Originally published October 31, 2014
Ebola… this is the word on everyone’s lips over the past few months, and rightly so. Since its discovery in the late ‘70s, there have been five species of the Ebola virus in circulation, which up until recently caused a little over 2,300 total cases of human infections. With close to 9,000 cases of Ebola in West Africa just since March of this year, and a mortality rate of at least 50%, this is by far the most widespread Ebola outbreak in recorded history. The Zaire strain of Ebola (EBOV) has been the culprit behind the majority of major human outbreaks throughout the past four decades, and is the strain currently in circulation. However, two major questions remain: (1) What makes this Ebola outbreak so different than all the previous ones, and (2) What steps are currently and should be taken to combat this deadly virus?
So what is it that makes this particular outbreak so unique? Your first response may be to “blame the virus”. Some viruses, such as HIV, are known to have rapid mutation rates that alter the course of disease over time, which leads many to wonder if this is what underlies this particular outbreak. However, mutations do not appear to be responsible for the current spread of Ebola. The first Ebola case study, reported in the New England Journal of Medicine by Dr. Sylvain Baize et al., revealed that the virus is 97% identical to EBOV strains from the DRC and Gabon. With viral mutations not being the driving force behind the outbreak, we must turn our attention to something besides the virus. The unprecedented magnitude of this outbreak is mostly due to a host of social factors, including inadequate basic hygienic tools during treatment (such as private bathrooms), distrust of government due to continued civil unrest, as well as porous borders allowing for unchecked travel between affected areas. All of this has contributed to the formation of a “perfect storm” scenario for the spread of this virus.
Considering that the current Ebola species in circulation has been around since the discovery of the virus, one can’t help but wonder what advances have been made to contribute to treatment or prevention. Many people have now heard of the experimental drug ZMapp, which was used during treatment of the first two Ebola patients in the United States. Through research conducted in the lab of Dr. Gary Kobinger, this drug, consisting of a cocktail of antibodies against Ebola, was shown to be effective in primates when administered early (up to five days post-infection) during viral infection. While no studies have been published to determine the effectiveness of the drug further into disease progression, this is a significant step in the right direction for treatment of Ebola.
Measures are currently being taken to address prevention of Ebola. At the WHO Consultation on Ebola Vaccines on September 29-30 of this year, it was decided that the testing and production of the two most promising Ebola vaccines be expedited. Both vaccines are currently ready for phase I trials, meaning that they have already shown adequate safety and efficacy in at least two different animal models. One of these vaccines, now being produced by GSK in collaboration with the US National Institute of Allergy and Infectious Diseases, has had very promising results in initial studies with primates. In a publication from the NIH Vaccine Research Center lab of Dr. Nancy J. Sullivan this September, the ChAd3(Z) vaccine conferred 100% protection to animals challenged with a lethal dose of Ebola. These along with various other studies provide some hope for the future of Ebola treatment and prevention.

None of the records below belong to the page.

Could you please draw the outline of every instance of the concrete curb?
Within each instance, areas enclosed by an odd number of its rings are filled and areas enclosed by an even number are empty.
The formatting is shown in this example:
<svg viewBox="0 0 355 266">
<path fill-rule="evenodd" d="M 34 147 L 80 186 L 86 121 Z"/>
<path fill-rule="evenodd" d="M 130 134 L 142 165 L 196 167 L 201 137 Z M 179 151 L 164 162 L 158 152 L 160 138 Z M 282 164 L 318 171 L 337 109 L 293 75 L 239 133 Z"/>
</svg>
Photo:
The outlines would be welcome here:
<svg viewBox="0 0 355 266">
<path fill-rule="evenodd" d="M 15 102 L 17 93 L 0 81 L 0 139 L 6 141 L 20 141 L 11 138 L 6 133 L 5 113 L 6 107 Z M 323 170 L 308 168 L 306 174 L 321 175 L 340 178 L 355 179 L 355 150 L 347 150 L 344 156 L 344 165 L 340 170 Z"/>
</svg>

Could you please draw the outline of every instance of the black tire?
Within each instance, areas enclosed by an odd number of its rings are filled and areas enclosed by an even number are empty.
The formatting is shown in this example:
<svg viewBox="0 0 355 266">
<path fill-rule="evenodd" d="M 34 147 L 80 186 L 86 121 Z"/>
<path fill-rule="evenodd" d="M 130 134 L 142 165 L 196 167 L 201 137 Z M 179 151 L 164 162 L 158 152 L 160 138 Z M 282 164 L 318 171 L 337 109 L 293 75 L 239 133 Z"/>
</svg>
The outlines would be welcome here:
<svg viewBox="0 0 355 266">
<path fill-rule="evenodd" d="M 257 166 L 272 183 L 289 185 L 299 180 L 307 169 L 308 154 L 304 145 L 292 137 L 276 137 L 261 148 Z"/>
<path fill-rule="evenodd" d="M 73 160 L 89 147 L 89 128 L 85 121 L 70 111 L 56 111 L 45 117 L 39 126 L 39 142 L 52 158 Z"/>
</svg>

Here at Emory, much is already being done at the clinical level to fight Ebola. At the Emory University Public Health Sciences Grand Rounds on September 19th, the Emory community was given a peek into the treatment regimen of the first two United States citizens infected with Ebola treated here at Emory. Dr. Marshall Lyons explained the many considerations that had to be addressed in order to treat these patients here in the U.S. One can only imagine the logistics behind coordinating a team of over 120 people for the care of these two patients. While the experimental drug ZMapp was included in the patients’ treatment regimen, there was a host of supportive therapy that was critical for the survival of these two patients including but certainly not limited to administration and monitoring of fluids, electrolytes, ventilation, life support, and blood transfusions. The use of adequate sanitation, full isolation of the patients during treatment, and the work of professionals in proper personal protective equipment made it possible for both patients to walk out of the hospital completely healthy. Through the panel discussion at this event, we learned that collaborative efforts are now being made by the CDC along with other health groups around the world to bring some of the more basic medical standards, which we have in the US, to the West African countries most affected by the current epidemic. It is clear, however, that in order for there to truly be a long-term resolution to the issue of Ebola in this region, more efforts will need to be made both to restore public trust in government and to build an adequate infrastructure for health care in the countries affected.